Dr. Sebastian with a patient

Can you say something about how dental care also helps with arthritis and cancer?

Arthritis patients have inflammation of the joints, and researchers found that a huge population of arthritis sufferers are missing a lot of their teeth. So they’re studying if there is a link - could it be because they developed gum disease?

As for cancer, we do oral exams in our office and we have found many cancer lesions on our patients. I am in no capacity to diagnose cancer, so we act as a partner in our patient’s health by referring them to their physicians. In a lot of these patients they have immediately received surgical excision. One patient had thyroid cancer and within a week it was removed and she’s been healthy and cancer-free for the past eight or nine years now.Another patient, just last year on his oral exam, we noticed a huge lump that he never noticed. His wife was here and she never noticed. Within a week it was excised. It was only stage 1, and today he’s fine and healthy.

Does the mouth affect the body in other ways that most people might not realize?

Children with allergies tend to have difficulty breathing through their nose, and what happens is they breathe through their mouth and their lips get very dry. My kids were among these sufferers. You hear them snoring. Children should not snore. When they’re breathing through their mouth, their tongue is not sitting against their palate. The purpose of the tongue against the palate is for proper development of the dental arch. A child who grows up with constant allergies and asthma, always breathing the wrong way without the tongue touching the palate constantly, their arches grow narrow and there’s not enough room for teeth, so they come out with crowded buck teeth.

Does the shape of the mouth have an impact in other areas of health?

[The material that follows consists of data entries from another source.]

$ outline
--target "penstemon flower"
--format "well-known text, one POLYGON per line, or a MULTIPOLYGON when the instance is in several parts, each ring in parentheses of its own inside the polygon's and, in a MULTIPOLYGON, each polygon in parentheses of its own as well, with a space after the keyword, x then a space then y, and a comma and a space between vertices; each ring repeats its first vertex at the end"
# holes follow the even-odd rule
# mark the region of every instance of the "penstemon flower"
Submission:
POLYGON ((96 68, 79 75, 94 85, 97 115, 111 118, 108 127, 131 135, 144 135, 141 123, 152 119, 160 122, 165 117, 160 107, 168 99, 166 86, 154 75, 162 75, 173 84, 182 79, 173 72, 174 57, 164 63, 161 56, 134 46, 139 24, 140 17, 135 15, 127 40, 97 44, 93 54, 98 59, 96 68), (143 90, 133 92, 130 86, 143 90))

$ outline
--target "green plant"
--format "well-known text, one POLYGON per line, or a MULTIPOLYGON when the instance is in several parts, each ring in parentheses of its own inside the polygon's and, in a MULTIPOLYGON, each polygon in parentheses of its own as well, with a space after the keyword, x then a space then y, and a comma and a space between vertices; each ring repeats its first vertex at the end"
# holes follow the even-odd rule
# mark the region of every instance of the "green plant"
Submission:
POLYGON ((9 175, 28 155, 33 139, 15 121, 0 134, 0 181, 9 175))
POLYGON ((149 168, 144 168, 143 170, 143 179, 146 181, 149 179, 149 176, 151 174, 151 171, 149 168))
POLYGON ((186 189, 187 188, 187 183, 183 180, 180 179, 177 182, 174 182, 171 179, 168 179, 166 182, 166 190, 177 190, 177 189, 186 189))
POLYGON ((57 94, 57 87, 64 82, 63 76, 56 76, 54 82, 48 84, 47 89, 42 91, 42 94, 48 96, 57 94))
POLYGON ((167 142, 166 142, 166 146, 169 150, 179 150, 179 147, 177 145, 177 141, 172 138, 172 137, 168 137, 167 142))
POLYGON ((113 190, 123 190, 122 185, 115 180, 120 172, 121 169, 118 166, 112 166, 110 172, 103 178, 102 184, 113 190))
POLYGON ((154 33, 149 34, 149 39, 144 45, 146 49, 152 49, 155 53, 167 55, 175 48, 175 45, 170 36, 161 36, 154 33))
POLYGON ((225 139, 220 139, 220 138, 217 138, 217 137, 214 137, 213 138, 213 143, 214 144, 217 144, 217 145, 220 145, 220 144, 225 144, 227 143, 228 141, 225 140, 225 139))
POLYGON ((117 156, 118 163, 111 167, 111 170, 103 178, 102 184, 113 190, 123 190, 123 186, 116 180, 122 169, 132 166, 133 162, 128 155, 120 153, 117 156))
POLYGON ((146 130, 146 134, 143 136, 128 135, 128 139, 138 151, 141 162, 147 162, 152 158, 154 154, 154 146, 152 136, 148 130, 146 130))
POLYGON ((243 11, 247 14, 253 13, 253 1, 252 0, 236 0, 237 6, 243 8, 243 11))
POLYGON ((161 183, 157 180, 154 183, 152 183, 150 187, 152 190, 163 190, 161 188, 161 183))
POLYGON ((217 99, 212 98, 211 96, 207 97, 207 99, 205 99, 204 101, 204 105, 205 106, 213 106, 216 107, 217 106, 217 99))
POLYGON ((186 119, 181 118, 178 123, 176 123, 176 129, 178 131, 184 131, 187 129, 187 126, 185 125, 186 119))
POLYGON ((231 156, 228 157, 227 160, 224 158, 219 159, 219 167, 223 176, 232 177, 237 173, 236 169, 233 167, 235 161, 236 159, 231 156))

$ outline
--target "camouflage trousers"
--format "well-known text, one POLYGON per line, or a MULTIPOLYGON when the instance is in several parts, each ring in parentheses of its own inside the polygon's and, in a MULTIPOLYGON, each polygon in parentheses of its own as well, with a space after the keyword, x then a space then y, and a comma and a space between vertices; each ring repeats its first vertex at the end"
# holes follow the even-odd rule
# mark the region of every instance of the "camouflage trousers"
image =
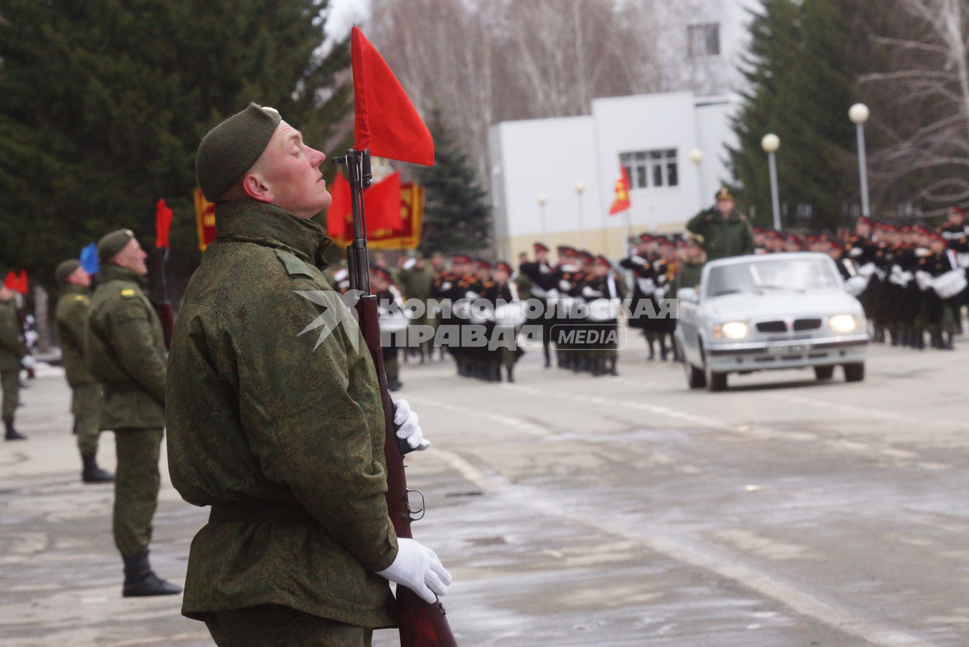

One thing we do is change the bites of our patients to a healthier position. Patients come to us and they want new teeth or new bites or new dentures because they know that their teeth are off. We have a way of measuring the muscle activity to see where the jaws are most relaxed. When we find it, we put their new teeth in that position, using an appliance to try that bite on for months. They get to try it out, eat with it, talk with it, chew with it. We proceed then to their final treatment.

One patient came in for implants and I said, “Are there any other problems?” He said no. Then he opened his mouth and his joints went pop and locked every time he opened his mouth. He thought it wasn’t dental related. The reason it’s popping and locking is because there’s a disk that is displaced by his bite. He also barely has an airway, and has to sleep with a sleep apnea machine. We’re going to find a comfortable, healthy bite and hopefully eliminate the joint problems, help him sleep better and give him a healthier outlook on life.